Мэтью, к своему большому удивлению, чувствовал себя прекрасно. И хотя ему было довольно трудно поспевать за полетом ее мысли, он подумал, что ему, «похоже, нравится ее болтовня», а потому сказал, как всегда робко:
– Говори сколько хочешь. Я не против.
– Ах, я чувствую, мы с вами подружимся! Это такое облегчение – говорить, когда хочется. Мне вечно напоминают, что детей лучше видеть, чем слышать. И еще смеются надо мной, потому что я употребляю возвышенные слова. Но если у вас возвышенные мысли, вам нужны возвышенные слова, чтобы их выразить, вы согласны?
– Мм… похоже, это оправданно, – согласился Мэтью.
– Миссис Спенсер сказала, что ваша ферма называется Зеленые Мезонины и дом со всех сторон окружен деревьями. Я так люблю деревья! В приюте росли только несколько хилых деревцев перед входом. Они сами выглядели как сироты, эти деревья. Мне всегда хотелось плакать, когда я на них смотрела… А есть ли ручей возле Зеленых Мезонинов?

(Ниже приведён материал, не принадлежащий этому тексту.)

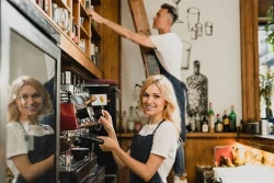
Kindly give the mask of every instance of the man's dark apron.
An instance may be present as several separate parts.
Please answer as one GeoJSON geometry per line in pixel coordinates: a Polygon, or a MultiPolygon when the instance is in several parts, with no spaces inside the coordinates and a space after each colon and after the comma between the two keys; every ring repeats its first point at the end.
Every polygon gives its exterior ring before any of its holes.
{"type": "MultiPolygon", "coordinates": [[[[36,163],[43,161],[55,153],[55,135],[45,135],[42,137],[27,136],[26,140],[30,138],[34,139],[34,149],[28,151],[27,156],[31,163],[36,163]]],[[[35,179],[31,183],[55,183],[55,169],[50,169],[45,174],[35,179]]],[[[30,183],[21,174],[18,178],[16,183],[30,183]]]]}
{"type": "Polygon", "coordinates": [[[186,139],[186,128],[185,128],[185,102],[186,102],[186,98],[185,95],[187,94],[187,88],[185,85],[184,82],[180,81],[179,79],[176,79],[175,77],[173,77],[172,75],[170,75],[160,64],[160,61],[158,60],[158,65],[159,65],[159,69],[160,69],[160,73],[163,75],[165,78],[168,78],[170,80],[170,82],[172,83],[174,91],[175,91],[175,95],[176,95],[176,100],[178,100],[178,104],[181,113],[181,139],[183,141],[185,141],[186,139]]]}
{"type": "MultiPolygon", "coordinates": [[[[164,122],[164,119],[162,121],[164,122]]],[[[161,125],[160,122],[152,134],[147,136],[141,136],[139,134],[135,134],[132,140],[132,148],[130,148],[130,157],[146,163],[148,161],[152,144],[153,144],[153,136],[158,127],[161,125]]],[[[132,171],[129,172],[129,183],[145,183],[139,176],[134,174],[132,171]]],[[[158,172],[149,180],[148,183],[162,183],[162,180],[158,172]]]]}

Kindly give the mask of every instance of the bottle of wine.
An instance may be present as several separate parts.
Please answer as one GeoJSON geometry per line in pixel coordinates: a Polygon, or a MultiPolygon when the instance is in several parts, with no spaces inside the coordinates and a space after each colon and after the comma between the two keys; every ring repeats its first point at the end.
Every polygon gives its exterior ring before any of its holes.
{"type": "Polygon", "coordinates": [[[213,111],[213,103],[209,103],[208,125],[209,125],[209,133],[214,133],[215,131],[215,117],[214,117],[214,111],[213,111]]]}
{"type": "Polygon", "coordinates": [[[224,124],[220,122],[220,115],[217,114],[217,122],[215,123],[215,131],[222,133],[222,130],[224,130],[224,124]]]}
{"type": "Polygon", "coordinates": [[[225,114],[222,116],[222,124],[224,124],[224,133],[229,133],[230,126],[229,126],[229,118],[228,118],[226,110],[225,110],[225,114]]]}
{"type": "Polygon", "coordinates": [[[230,131],[236,133],[237,115],[235,113],[235,105],[231,105],[231,112],[228,117],[229,117],[230,131]]]}
{"type": "Polygon", "coordinates": [[[196,128],[196,131],[201,131],[201,118],[199,118],[199,114],[196,113],[195,115],[195,128],[196,128]]]}
{"type": "Polygon", "coordinates": [[[206,115],[204,115],[204,117],[203,117],[202,131],[203,133],[208,133],[209,131],[209,129],[208,129],[208,122],[207,122],[207,116],[206,115]]]}

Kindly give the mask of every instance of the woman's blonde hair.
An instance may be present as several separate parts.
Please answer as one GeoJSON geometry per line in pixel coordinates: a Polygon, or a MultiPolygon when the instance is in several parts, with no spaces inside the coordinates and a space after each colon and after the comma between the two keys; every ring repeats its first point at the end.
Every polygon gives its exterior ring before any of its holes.
{"type": "Polygon", "coordinates": [[[176,95],[175,95],[173,85],[170,82],[170,80],[167,79],[164,76],[153,75],[147,78],[147,80],[142,83],[142,87],[140,89],[140,95],[139,95],[140,103],[138,107],[140,108],[142,113],[145,112],[145,108],[142,105],[142,94],[145,90],[151,84],[156,84],[159,88],[162,98],[167,101],[165,107],[163,108],[163,112],[162,112],[163,118],[172,122],[180,135],[181,133],[180,107],[176,101],[176,95]]]}
{"type": "Polygon", "coordinates": [[[8,122],[14,122],[19,119],[20,112],[15,104],[15,100],[19,96],[19,92],[24,85],[32,85],[33,88],[35,88],[43,99],[43,107],[38,116],[46,116],[48,114],[52,114],[53,112],[50,95],[44,88],[44,85],[34,78],[22,76],[15,79],[11,84],[8,103],[8,122]]]}

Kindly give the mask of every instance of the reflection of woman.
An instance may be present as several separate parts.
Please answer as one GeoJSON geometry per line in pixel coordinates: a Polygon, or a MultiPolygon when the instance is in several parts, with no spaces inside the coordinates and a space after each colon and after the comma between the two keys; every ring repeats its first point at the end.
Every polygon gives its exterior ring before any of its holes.
{"type": "Polygon", "coordinates": [[[134,136],[130,150],[126,153],[119,148],[112,117],[105,111],[100,122],[109,137],[99,137],[104,140],[100,147],[113,152],[119,168],[130,170],[129,183],[165,183],[181,131],[180,111],[171,82],[160,75],[149,77],[142,84],[139,101],[139,108],[148,115],[148,125],[134,136]]]}
{"type": "Polygon", "coordinates": [[[37,80],[23,76],[13,81],[7,125],[7,165],[13,183],[54,182],[54,130],[38,122],[52,111],[50,96],[37,80]]]}

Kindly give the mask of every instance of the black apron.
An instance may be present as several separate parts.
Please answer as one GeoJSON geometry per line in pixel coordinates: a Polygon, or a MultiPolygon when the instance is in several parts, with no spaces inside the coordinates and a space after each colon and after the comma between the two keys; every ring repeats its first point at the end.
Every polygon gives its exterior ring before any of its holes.
{"type": "MultiPolygon", "coordinates": [[[[162,121],[164,122],[164,119],[162,121]]],[[[132,140],[130,147],[130,157],[136,159],[139,162],[146,163],[148,161],[152,144],[153,136],[158,127],[161,125],[160,122],[152,134],[147,136],[141,136],[139,134],[135,134],[132,140]]],[[[139,176],[129,171],[129,183],[145,183],[139,176]]],[[[148,183],[162,183],[162,180],[158,172],[148,181],[148,183]]]]}
{"type": "Polygon", "coordinates": [[[175,77],[173,77],[172,75],[170,75],[160,64],[160,61],[158,60],[158,65],[159,65],[159,69],[160,69],[160,73],[163,75],[165,78],[168,78],[170,80],[170,82],[172,83],[174,91],[175,91],[175,95],[176,95],[176,101],[180,107],[180,113],[181,113],[181,139],[183,141],[185,141],[186,139],[186,128],[185,128],[185,104],[186,104],[186,95],[187,95],[187,88],[185,85],[184,82],[180,81],[179,79],[176,79],[175,77]]]}
{"type": "MultiPolygon", "coordinates": [[[[43,161],[55,153],[55,135],[45,135],[42,137],[27,135],[26,140],[34,139],[34,149],[28,151],[27,157],[31,163],[43,161]]],[[[32,182],[27,182],[21,174],[18,178],[16,183],[55,183],[55,170],[50,169],[39,178],[32,182]]]]}

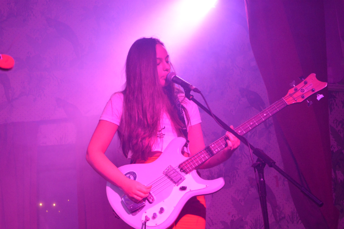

– Да, ручей прямо за нашим двором.
– Жить возле ручья всегда было моей мечтой! Теперь я чувствую себя почти счастливой. Совершенно счастливой я быть не могу, потому что… вот, какого это цвета, что вы скажете?
Она перекинула вперед через худенькое плечо одну из длинных блестящих кос. Мэтью не привык судить об оттенках дамских локонов, но в этом случае сомнений быть не могло.
– Рыжие? – сказал он.
– Да, рыжие, – подтвердила девочка с тяжелым вздохом. – Вот поэтому я не могу быть совершенно счастлива. Я не расстраиваюсь так глубоко из-за всего остального… веснушки, зеленые глаза и то, что я такая худая. Я могу вообразить, что у меня цвет лица как лепестки розы и лучистые фиалковые глаза и что я хорошенькая и пухленькая. Но даже в воображении я не могу избавиться от рыжих волос. Это трагедия всей моей жизни! Я читала однажды в книжке о девушке, у которой тоже была трагедия всей ее жизни, но это не были рыжие волосы. Она была златокудрой и божественно красивой. А каким вы предпочли бы быть, если бы вам предложили выбирать, – божественно красивым, ошеломляюще умным или ангельски добрым?
– Мм… я… точно не знаю.
– Я тоже не знаю. Никак не могу решить. Но это неважно, потому что вряд ли я стану такой… Ах, мистер Касберт! Мистер Касберт!!
В эту минуту они миновали поворот и оказались в «Аллее». Это был отрезок дороги, над которым сплетались ветвями два ряда огромных разросшихся яблонь.
Девочка откинулась назад в кабриолете, в восторге подняв лицо к белому великолепию, простиравшемуся над головой. И даже когда они уже выехали из «Аллеи», она все еще не двигалась и не говорила, глядя на пылающее закатное небо.
– Ты, наверное, устала и голодна, – отважился наконец сказать Мэтью, который не мог найти другого объяснения этому долгому молчанию. – Но нам уже недалеко, около мили.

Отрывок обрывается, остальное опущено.